Today we are not laughing. Beside us lies Lilia*. She’s in the second matrimonial bed—alone. She’s new. Of course we need to find out her injury story, but there’s always that fine line of asking. One girl, about the same age as Lilia, jumped badly at a high school athletic competition, landed on a twisted foot and then landed herself in therapy. But the other woman New Friend and I talked to last week had some sort of degenerative disease. So even if we are curious cats, we must tread carefully. And then sometimes we wish we never asked.
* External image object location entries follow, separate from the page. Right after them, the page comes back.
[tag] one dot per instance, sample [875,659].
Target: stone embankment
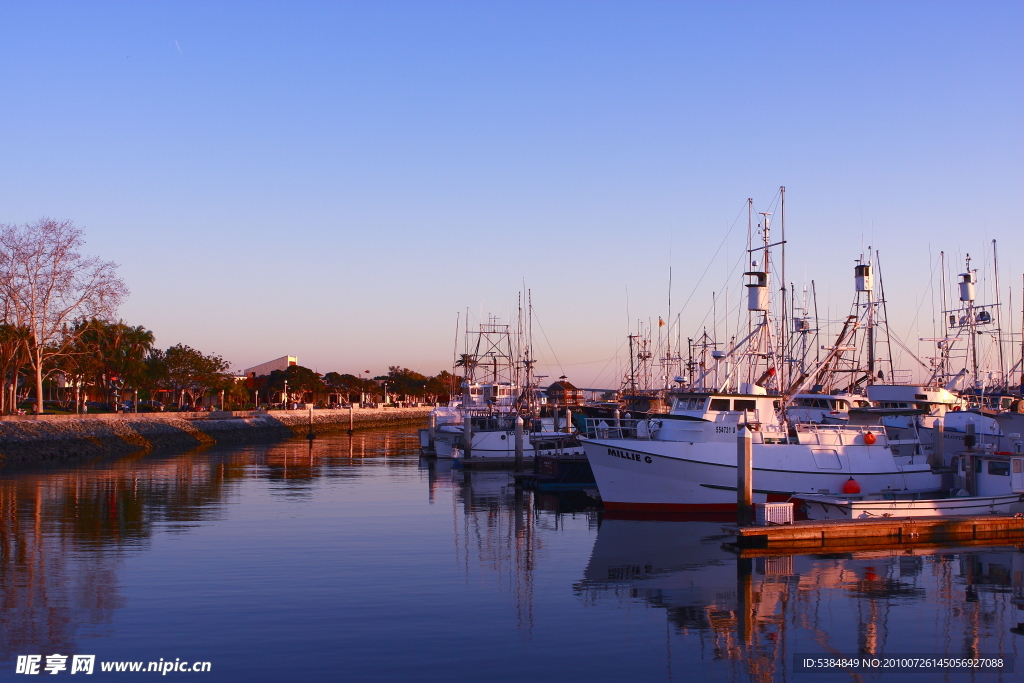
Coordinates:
[56,438]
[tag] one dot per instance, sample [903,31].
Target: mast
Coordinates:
[785,331]
[633,370]
[885,314]
[998,315]
[817,325]
[944,348]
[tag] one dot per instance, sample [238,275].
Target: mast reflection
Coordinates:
[751,614]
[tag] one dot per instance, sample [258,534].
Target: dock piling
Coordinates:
[744,476]
[518,443]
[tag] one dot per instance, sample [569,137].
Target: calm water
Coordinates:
[357,561]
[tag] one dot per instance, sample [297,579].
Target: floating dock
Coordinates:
[841,535]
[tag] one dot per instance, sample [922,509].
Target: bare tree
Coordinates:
[47,285]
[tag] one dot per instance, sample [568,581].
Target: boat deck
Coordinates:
[863,534]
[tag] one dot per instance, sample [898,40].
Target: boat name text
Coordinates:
[626,455]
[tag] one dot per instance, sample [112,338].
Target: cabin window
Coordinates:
[691,403]
[1000,468]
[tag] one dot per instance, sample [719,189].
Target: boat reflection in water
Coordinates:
[66,532]
[748,616]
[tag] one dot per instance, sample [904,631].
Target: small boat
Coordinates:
[877,507]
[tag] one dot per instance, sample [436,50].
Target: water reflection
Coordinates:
[504,529]
[751,614]
[64,532]
[368,519]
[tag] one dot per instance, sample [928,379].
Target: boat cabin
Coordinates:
[726,408]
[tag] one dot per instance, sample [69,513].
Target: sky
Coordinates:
[343,181]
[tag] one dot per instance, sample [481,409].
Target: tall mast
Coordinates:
[998,315]
[633,370]
[944,349]
[750,247]
[784,337]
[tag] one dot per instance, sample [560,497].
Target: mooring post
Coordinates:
[518,443]
[938,444]
[744,476]
[467,435]
[969,474]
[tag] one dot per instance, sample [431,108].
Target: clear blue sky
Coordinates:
[337,180]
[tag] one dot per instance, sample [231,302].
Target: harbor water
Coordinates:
[350,558]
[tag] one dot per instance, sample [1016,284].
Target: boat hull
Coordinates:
[824,508]
[675,476]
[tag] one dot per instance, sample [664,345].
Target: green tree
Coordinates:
[190,374]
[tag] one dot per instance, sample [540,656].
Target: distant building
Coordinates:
[282,364]
[564,392]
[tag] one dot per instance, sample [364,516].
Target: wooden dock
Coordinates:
[843,535]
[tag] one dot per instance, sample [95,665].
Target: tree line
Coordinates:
[401,384]
[57,333]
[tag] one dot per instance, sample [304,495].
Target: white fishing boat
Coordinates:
[686,459]
[878,507]
[497,389]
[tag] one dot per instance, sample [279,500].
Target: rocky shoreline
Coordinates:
[62,438]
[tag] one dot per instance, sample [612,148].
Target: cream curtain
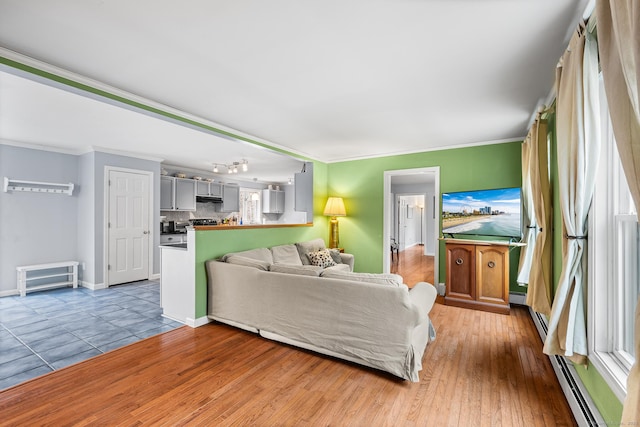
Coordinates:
[529,214]
[578,147]
[540,281]
[619,46]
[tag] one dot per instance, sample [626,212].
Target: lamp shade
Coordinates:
[335,207]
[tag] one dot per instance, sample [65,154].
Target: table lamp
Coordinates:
[334,209]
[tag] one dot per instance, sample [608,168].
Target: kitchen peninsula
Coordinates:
[182,274]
New Girl is easy though. She smiles at me and is the first to speak, asking me about my injury. I give her the short version. Then she gives me her long version. Hers is such a sad story. Such a tragic story. She tells me her tale in a cavernous voice. When I hear her “story,” I can’t help thinking: How do some people do it? How do they go on? Where do they get the strength?
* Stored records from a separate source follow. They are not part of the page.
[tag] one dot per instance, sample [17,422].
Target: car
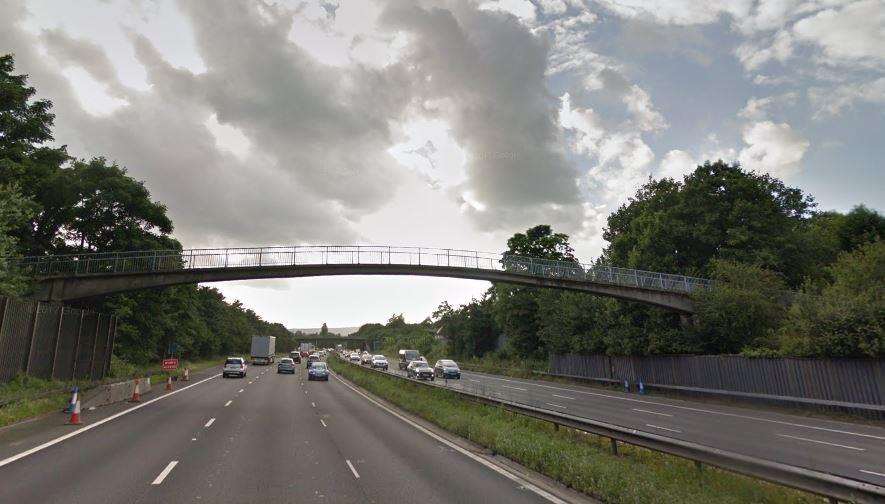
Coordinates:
[379,362]
[407,356]
[312,359]
[419,370]
[318,371]
[234,366]
[446,368]
[286,365]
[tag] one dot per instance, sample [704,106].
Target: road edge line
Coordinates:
[103,421]
[498,468]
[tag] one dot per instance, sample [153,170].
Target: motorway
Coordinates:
[268,437]
[852,450]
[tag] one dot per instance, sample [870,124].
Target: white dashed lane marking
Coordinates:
[165,472]
[823,442]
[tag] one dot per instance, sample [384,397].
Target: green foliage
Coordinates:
[51,203]
[744,309]
[576,459]
[844,315]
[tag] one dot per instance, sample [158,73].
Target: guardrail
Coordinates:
[836,488]
[172,260]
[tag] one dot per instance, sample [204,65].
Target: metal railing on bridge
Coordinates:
[173,260]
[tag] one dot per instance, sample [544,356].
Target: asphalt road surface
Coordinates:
[267,438]
[855,451]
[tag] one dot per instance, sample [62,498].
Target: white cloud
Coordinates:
[679,12]
[772,148]
[854,33]
[759,108]
[676,164]
[829,102]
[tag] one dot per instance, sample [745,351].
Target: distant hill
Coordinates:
[343,331]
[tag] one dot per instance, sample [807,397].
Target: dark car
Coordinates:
[446,368]
[407,356]
[420,370]
[318,371]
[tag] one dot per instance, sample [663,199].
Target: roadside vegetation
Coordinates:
[27,397]
[576,459]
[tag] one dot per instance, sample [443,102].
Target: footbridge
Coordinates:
[79,276]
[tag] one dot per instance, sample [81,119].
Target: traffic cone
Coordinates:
[75,415]
[74,394]
[136,393]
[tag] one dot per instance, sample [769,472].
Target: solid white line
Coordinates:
[689,408]
[652,412]
[822,442]
[494,467]
[353,470]
[663,428]
[165,472]
[96,424]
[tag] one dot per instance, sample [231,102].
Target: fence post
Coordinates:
[61,314]
[77,346]
[31,339]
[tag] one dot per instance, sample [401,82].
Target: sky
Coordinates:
[449,123]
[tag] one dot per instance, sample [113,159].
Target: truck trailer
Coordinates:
[263,350]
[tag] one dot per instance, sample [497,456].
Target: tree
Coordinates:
[843,316]
[14,210]
[719,211]
[742,311]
As New Friend and I lie on our sides doing leg lifts, my butt facing him, Lilia begins. It was December 25th, 2007; she went to an after-party at a friend’s house, following her family Christmas dinner. After the party, a drunk driver ran into Lilia’s car and three people died. While she talks, both New Friend and I are silenced. Even our legs lifts stop. She says they were driving about 50 km and hour, a speed that probably would have brought them home safely, but they got hit head-on by another drunk driver at 110 km an hour. Everyone involved was under twenty-five years of age. The driver of her car was a twenty-year-old university student and beside him was his eighteen-year-old sister. They both died. In the back seat, Carmen*, Lilia’s best friend since “the crib” (Peruvian for “since birth”) sat in the middle. She died, too. Lilia was sitting behind the driver; she broke both her femurs and was bedridden for three months. The girl on the other side of Carmen was in a coma for the same amount of time Lilia was bedridden. Both girls are returning to their university this month. Lilia has crutches and hobbles along. She says the other girl is “loopy.” But these are just the facts. What about the emotions? What happens in Lilia’s room at night when all the lights are off? Does she cry silently? Does she howl uncontrollably? Does she even sleep? Do nightmares haunt her dreams? Does she speak to Carmen? Is everything she sees, feels, tastes, hears become Carmen?
I lost a friend when I was twenty-two. A month before we were going to graduate from college, she got brain cancer and died four months later. She didn’t die from drinking and driving, but it was a tragic death nonetheless. When Claire* died, I was the exact age that Lilia is today. I dreamed about Claire for years. Though we were just more than acquaintances, I cried for her like she was my best friend. Sixteen years later, I still can’t forget her death. It just seems so darn unfair. It made me question God. Then it made me fear him. Then it made me love him more. Then I purposefully forgot about God. How could an Almighty, Loving God allow these sorts of things to happen?
Why should a mother get a call telling her that her twenty-year-old son and her eighteen-year-old daughter have been killed? What if Lilia had sat in the middle? Why did the other driver, a twenty-year-old rich kid, live? Who decides these things? Fate? Chance? Destiny? Free Will? God?
So today New Friend and I are not laughing.
And Lilia has more than a story. She has a name.
Another day in therapy. Another day on the matrimonial bed.